November 21, 2003





'Master' delivers on its lessons


Genius resists explanation, least of all by geniuses themselves. So why should we listen to the erratic, self-indulgent Maria Callas, who leads Terrence McNally's "Master Class" with all the delicacy of a drill sergeant?


Put another way: Did Callas' otherworldly brilliance at the midcentury height of her operatic career make her an authority on her art, outside the practice of it?


The answer provided by McNally's alternately riveting and maddening play, which premiered locally at the Mark Taper Forum in 1995, is a resounding yes and no. In director Simon Levy's handsome, intimate revival, we see the play anew as an impassioned demonstration of how inseparable a great practitioner's art is from herself. She is her art, in essence, and that not only can't be taught--it can barely be understood.


As Callas, Karen Kondazian embodies this irreducibly personal vision down to her toes. A diva in her own right, Kondazian nails the role's sweeping hauteur and catty humor. More importantly, she plumbs both extremes of Callas' emotional journey, from the ecstasy of her world-beating success to the abject depths of her misbegotten love life.
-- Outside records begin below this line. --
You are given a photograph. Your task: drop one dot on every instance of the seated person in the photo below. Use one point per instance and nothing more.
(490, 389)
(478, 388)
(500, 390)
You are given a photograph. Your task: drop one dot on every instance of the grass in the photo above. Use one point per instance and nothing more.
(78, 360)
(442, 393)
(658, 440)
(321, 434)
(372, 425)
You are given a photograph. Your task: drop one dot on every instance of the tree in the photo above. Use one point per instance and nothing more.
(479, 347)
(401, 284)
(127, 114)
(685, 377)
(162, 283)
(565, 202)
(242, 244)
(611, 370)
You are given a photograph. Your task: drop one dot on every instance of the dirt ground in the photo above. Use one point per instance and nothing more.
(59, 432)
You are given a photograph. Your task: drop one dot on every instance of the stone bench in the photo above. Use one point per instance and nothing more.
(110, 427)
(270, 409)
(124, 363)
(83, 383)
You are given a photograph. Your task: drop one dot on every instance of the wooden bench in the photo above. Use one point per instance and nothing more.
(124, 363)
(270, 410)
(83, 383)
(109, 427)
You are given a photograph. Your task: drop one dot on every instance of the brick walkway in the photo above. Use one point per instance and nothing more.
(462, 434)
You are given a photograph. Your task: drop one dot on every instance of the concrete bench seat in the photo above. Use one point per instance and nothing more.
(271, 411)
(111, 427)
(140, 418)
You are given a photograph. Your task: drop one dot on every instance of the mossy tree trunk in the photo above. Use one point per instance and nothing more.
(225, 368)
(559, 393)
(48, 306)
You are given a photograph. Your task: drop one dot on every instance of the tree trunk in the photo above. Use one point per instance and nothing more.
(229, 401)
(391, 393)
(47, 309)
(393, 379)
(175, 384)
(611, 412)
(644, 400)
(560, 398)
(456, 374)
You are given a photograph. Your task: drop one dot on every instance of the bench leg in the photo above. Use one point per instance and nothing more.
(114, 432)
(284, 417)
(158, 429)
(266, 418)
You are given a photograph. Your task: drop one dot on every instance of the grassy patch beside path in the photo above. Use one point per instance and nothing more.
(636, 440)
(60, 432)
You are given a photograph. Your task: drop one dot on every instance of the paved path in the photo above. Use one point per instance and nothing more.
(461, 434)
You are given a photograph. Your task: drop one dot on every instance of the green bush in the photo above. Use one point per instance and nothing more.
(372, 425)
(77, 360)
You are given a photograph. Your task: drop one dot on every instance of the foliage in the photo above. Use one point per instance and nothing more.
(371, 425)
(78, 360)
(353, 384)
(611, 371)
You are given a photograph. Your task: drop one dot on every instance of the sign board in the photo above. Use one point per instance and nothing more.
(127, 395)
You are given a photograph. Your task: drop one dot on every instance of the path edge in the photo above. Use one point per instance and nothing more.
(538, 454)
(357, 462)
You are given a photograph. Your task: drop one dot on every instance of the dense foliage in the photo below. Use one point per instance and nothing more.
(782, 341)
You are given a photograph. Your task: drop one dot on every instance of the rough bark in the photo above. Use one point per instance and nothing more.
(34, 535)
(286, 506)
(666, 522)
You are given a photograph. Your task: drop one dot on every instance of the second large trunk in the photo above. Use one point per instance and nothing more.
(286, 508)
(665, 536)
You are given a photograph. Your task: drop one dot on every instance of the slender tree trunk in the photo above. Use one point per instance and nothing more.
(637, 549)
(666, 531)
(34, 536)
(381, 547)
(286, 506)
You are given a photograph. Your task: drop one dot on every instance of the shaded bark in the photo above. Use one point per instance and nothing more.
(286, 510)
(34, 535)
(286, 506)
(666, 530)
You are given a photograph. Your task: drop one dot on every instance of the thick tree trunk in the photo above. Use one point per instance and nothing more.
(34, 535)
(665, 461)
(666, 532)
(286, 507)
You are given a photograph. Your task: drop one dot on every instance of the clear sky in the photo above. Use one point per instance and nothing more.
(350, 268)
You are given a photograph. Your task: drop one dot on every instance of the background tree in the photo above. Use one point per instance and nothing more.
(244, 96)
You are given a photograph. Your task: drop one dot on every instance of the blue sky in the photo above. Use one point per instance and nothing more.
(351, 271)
Levy has mixed success with the students who bravely face the master's abuse: Danielle Nice sings better than she acts, Terence Jay vice versa. Achieving the right balance of character and vocal prowess is nervy Hila Plithmann as a soprano bullied into a fiery rendition of an aria from "Macbetto." When she turns the anger back on her domineering teacher, Callas admits feebly, "Maybe this teaching has been a mistake." She's only half right. This "Master Class" may be tough on its ostensible students, but for us it proves a wrenching, cathartic life lesson.